If you think of it, data is at the heart of all the processing done by applications running on cloud infrastructure. The underlying data and its management are the reasons why so much blood, sweat, and tears are put into building any IT system.
Let us begin from the absolute basics. Answer the below questions to warm yourself up to thinking about several of its aspects.
What is data?
How is it stored?
How is it communicated?
How large is the data?
What are the types of data we deal with?
How is the data retrieved?
How is the data kept secure?
Whenever I discuss data with technical teams, I always think of it in terms of persistence. But persistence is such a vague word! I mean, even the source code of an application, OS, Kernel, BIOS and Assembly instructions have to persist somewhere, right? In a way, even the programs that we write are “data.”
Cloud-native system performance depends on data in so many ways - the way the data itself is stored, the location where it is stored, the format and protocol of its transmission, etc. Even the business-oriented aspects play a crucial role in classifying the data and imposing appropriate security restrictions, which add additional compute delay.
As far as the data at rest is concerned, the data is stored mainly in 3 ways - block, file, and object storage. Databases come under one of these ways and are not something that needs to be mentioned separately here. However, for the sake of this post, we discuss databases as well in greater depth.
This is part of the series “Cloud-Native System Performance” where I cover some of my approaches to enhancing a system deployed on the cloud. If you haven’t read them yet, please find the links to them below:
Cloud-Native System Performance - Better Approaches To Storage & Memory (This post)
I have compiled this series into a FREE eBook with more details and deeper insights. Link below! (PDF)
The purpose of this section is to provide you with a quick primer on the types of storage so that we understand the context better.
Think of it as an external hard drive, but unformatted. The data is stored in the blocks of memory, and it is possible to connect this type of storage to multiple compute nodes in the network. This makes the data available for simultaneous access.
The block-level storage stores the data in raw format. However, it is possible to format this data store to be used to store files and host databases.
Also known as file-based storage, it offers storage solutions that are formatted to host a specific filesystem (NTFS, NFS, etc.). File-based storage makes it possible for the users to understand the storage function better as it provides the tree structure for storing data.

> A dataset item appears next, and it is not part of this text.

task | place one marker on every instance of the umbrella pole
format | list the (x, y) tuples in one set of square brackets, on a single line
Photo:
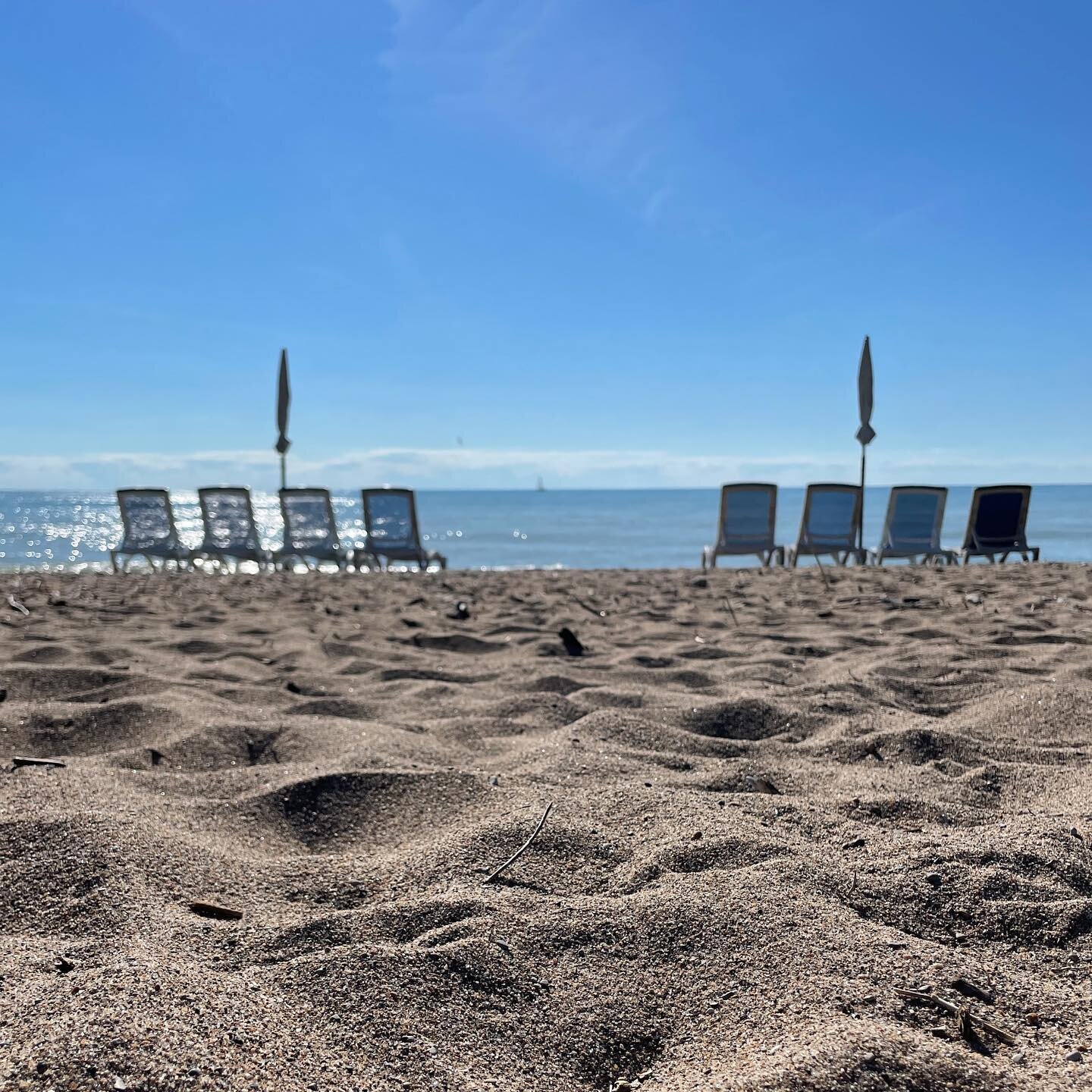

The tree structure contains files and folders. Folders may have additional folders within them, as well as files. This creates a unique path for every file and it becomes easy to identify them. Of course, file storages work well with applications as well, for read and write access to files.
A relatively new type of storage, the object store is truly scalable and efficient. Applications requiring frequent changes to the data use object-store. Data is stored in the form of objects and associated metadata. These objects are highly scalable.
Metadata associated with the object provides additional information about the object as compared to other types of storage. This feature opens up the possibility of maintaining the data in a much more efficient way by reducing the direct reads of the object themselves.
A lot of literature is available on the internet to understand the key differences between these storage types. Even the major cloud providers offer multiple services as far as storage is concerned, and they have documented a lot of aspects with use cases in mind. It is really helpful to go through them as well.
Since we are dealing with cloud-native infrastructure, I would limit this section to talking about two main memory types - RAM and Cache.
Applications and the data that they process are usually copied over to memory first. This is a short-term non-persistent type of memory used by applications to perform faster IO on data. All the calculations and logic operations happen here before they are written to any database or storage locations.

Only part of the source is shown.